When the simulation is performed with the new value of k2, the effect of the time-varying rate constants is more evident.

ExampleFigureFDGTimeVaryingK1k2Diffk2.png


On the other hand, if the rate constants are changing proportionally (as modeled initially), then neglecting the time-variation while fitting data might have a minimal impact. This is examined next.

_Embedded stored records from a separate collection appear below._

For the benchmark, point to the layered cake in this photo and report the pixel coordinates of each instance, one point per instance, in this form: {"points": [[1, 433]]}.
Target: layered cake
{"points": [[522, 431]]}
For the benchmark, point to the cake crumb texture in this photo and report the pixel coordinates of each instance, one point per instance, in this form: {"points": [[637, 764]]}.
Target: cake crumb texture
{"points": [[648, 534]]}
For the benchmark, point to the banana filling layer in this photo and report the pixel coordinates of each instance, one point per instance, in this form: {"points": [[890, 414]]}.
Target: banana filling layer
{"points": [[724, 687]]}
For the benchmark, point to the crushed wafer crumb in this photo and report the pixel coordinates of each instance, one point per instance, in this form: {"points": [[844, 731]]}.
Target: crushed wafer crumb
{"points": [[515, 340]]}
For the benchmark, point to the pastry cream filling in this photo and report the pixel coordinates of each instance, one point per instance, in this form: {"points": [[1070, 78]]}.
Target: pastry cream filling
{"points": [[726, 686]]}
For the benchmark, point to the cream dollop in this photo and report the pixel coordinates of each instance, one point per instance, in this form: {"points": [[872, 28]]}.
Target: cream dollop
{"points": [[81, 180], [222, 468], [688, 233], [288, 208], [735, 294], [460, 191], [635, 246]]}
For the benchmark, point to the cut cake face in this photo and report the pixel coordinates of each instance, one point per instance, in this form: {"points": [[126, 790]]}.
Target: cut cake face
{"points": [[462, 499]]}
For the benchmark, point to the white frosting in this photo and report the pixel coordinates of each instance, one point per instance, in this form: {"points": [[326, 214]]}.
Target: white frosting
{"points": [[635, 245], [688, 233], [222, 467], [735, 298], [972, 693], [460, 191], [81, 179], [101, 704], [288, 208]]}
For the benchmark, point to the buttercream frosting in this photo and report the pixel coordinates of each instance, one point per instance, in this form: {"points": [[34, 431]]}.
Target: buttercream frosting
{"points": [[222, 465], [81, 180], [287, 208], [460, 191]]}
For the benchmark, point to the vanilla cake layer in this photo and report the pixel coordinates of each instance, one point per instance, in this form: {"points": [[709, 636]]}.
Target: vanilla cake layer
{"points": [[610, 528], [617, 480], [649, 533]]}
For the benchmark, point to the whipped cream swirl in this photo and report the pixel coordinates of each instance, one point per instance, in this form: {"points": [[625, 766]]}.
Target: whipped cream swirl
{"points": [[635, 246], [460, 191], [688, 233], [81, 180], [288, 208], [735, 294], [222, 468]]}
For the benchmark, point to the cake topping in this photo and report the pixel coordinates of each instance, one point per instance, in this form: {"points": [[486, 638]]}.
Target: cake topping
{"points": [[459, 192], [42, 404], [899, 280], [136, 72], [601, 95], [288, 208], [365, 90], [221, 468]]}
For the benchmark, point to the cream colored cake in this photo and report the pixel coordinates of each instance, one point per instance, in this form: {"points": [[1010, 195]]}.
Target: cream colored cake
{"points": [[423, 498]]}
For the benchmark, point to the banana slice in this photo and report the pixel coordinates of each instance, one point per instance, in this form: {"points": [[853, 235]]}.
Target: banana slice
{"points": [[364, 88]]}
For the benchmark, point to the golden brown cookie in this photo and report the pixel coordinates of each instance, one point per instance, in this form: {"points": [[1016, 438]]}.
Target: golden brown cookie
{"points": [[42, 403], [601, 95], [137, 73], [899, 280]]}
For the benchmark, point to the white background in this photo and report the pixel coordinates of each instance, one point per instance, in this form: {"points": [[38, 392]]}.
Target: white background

Fitting the standard (time-invariant rate constants) model to data with changing physiology

Lets examine the consequences of fitting the standard (time-invariant rate constants) model to data wherein the the physiology (rate constants) are changing. Use the fancy model to create "data" and fit the standard model to that "data".

data = PET(:,3);
cmRef = set(cmRef, 'ExperimentalData', data);


Set the initial guess and lower and upper bounds on the rate constants

pinit = [0.07; 0.1;   0.04;  0.005]; % inital guess
plb =   [0.01; 0.001; 0.001; 0.0001];  % lower bound
pub =   [0.5;  0.5;   0.2;   0.01]; % upper bound
cmRef = addSensitivity(cmRef, 'K10', 'k20', 'k3', 'k4');

Now do the fitting

[pfit, modelFit] = fit(cmRef, pinit, plb, pub);


Plot the fit over the "data"

figure
phFit = plot(tmid, data, 'bo', tmid, modelFit, 'b:');
set(phFit, 'LineWidth', 1.5);
ax = axis; ax(3) = 0; axis(ax);
xlabel('Time (Minutes)');
ylabel('Activity (uCi/ml)');
legend('Time-varying Data', 'Time-invariant Fit', 'Location', 'SouthEast');


ExampleFigureFDGTimeVaryingK1k2Fit.png


Examine estimated values of the rate constants

  Parm.   True (Init->Final)  Est       Est  vs. Init     Units
   K1       0.150 -> 0.041     0.149    -0.4%            1/min
   k2       0.325 -> 0.089     0.324    -0.3%            1/min
   k3       0.050                   0.050    -0.9%            1/min
   k4       0.007                   0.007    1.1%             1/min
   ki        0.020 -> 0.020     0.020    -0.9%            1/min

It turns out that the estimated values are in close agreement with the values of the parameters at time zero (about the time of injection). Thus, in the circumstances simulated here, the model output is pretty insensitive to the significant decreases in K1 and k2.

Get the full example

Note This code for this example can be found in fdgTimeVarying.m in the COMKAT examples folder. That version has a few extra bells and whistles that allow us, for example. to use the FDG model with or without k4.